Dans les années 1960, Riopelle a considérablement transformé son style mosaïque typique de la décennie précédente. Comme le montre ce Sans titre, les coups de couteau ne sont plus égaux ni orientés de manière prévisible et semblent beaucoup plus libres, chaotiques et impulsifs, comme si l’ensemble de la composition renversait une tendance pour être plus informelle. Le résultat est plus émouvant, car il donne l’impression que l’artiste a pris d’innombrables risques en élaborant son tableau. La composition conserve une allure de paysage, mais aussi celle d’une catastrophe. On perçoit un éclatement des structures dû à des forces mystérieuses cachées, comme lors d’un tremblement. En revanche, ici, la couleur sauve tout. Le blanc et le rouge, en particulier, imposent un certain ordre.

Il convient de souligner l’importance qu’a eue pour Riopelle la découverte des tableaux tardifs de Claude Monet. Contrairement à Pablo Picasso, qui accordait toujours une place prépondérante à la forme, Monet, à la fin de sa vie, était en train de perdre la vue (il souffrait de cataractes et se méfiait de toute opération aux yeux) et se battait avec la peinture, avec la matière. Ses dernières toiles sont souvent peu lisibles, même si on sait qu’elles représentent toutes des aspects de ses jardins de Giverny. Parce qu’elles sont presque abstraites, elles ont beaucoup plu à des peintres abstraits comme Riopelle, Joan Mitchell et leurs amis américains.

Riopelle n’a jamais oublié cette leçon. En peignant avec la spatule, il introduisait, sinon une sorte d’aveuglement dans le processus de peinture, du moins des instants successifs d’occultation suivis de moments de révélation. Je parle ici de la technique même de l’étalement de la matière à l’aide d’un couteau où on cache l’effet au moment même où on le produit. En travaillant de cette manière, Riopelle a dû accorder une place centrale à la matière qui est devenue de plus en plus prégnante dans œuvre.

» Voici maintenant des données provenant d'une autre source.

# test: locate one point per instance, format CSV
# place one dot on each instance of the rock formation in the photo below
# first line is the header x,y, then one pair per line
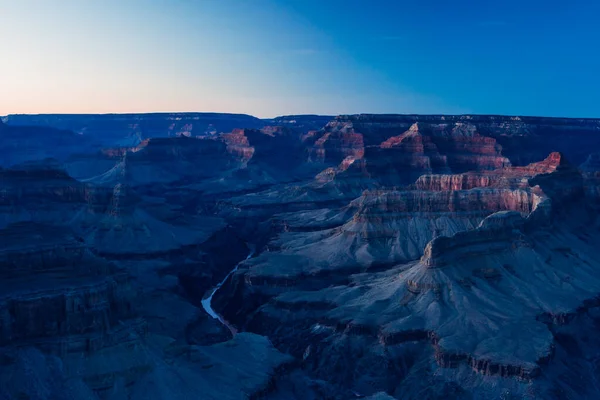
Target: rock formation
x,y
392,256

Le plaisir de peindre consistait à extraire de la matière informe, sinon un certain ordre, du moins une impression de mouvement, de direction et d’énergie irrépressible. En suivant du regard les accents rouges de ce Sans titre, on ressent la maîtrise que le peintre avait sur la totalité de la surface. Chez Riopelle, le contrôle conscient n’est jamais le contraire de la liberté d’expression, voire du danger. Au contraire, c’est lorsque le danger est à son paroxysme que le contrôle conscient s’exerce le mieux. Il va sans dire que chaque tableau exigeait un engagement total de sa part et pouvait être réalisé en une seule séance d’intense conscience de ce qui se passait sur la toile. Le résultat, quoique toujours surprenant, est indéniablement un authentique Riopelle.

Nous remercions feu François-Marc Gagnon, de l’Institut d’études en art canadien Gail et Stephen A. Jarislowsky de l’Université Concordia, qui a rédigé l’essai ci-dessus en 2010.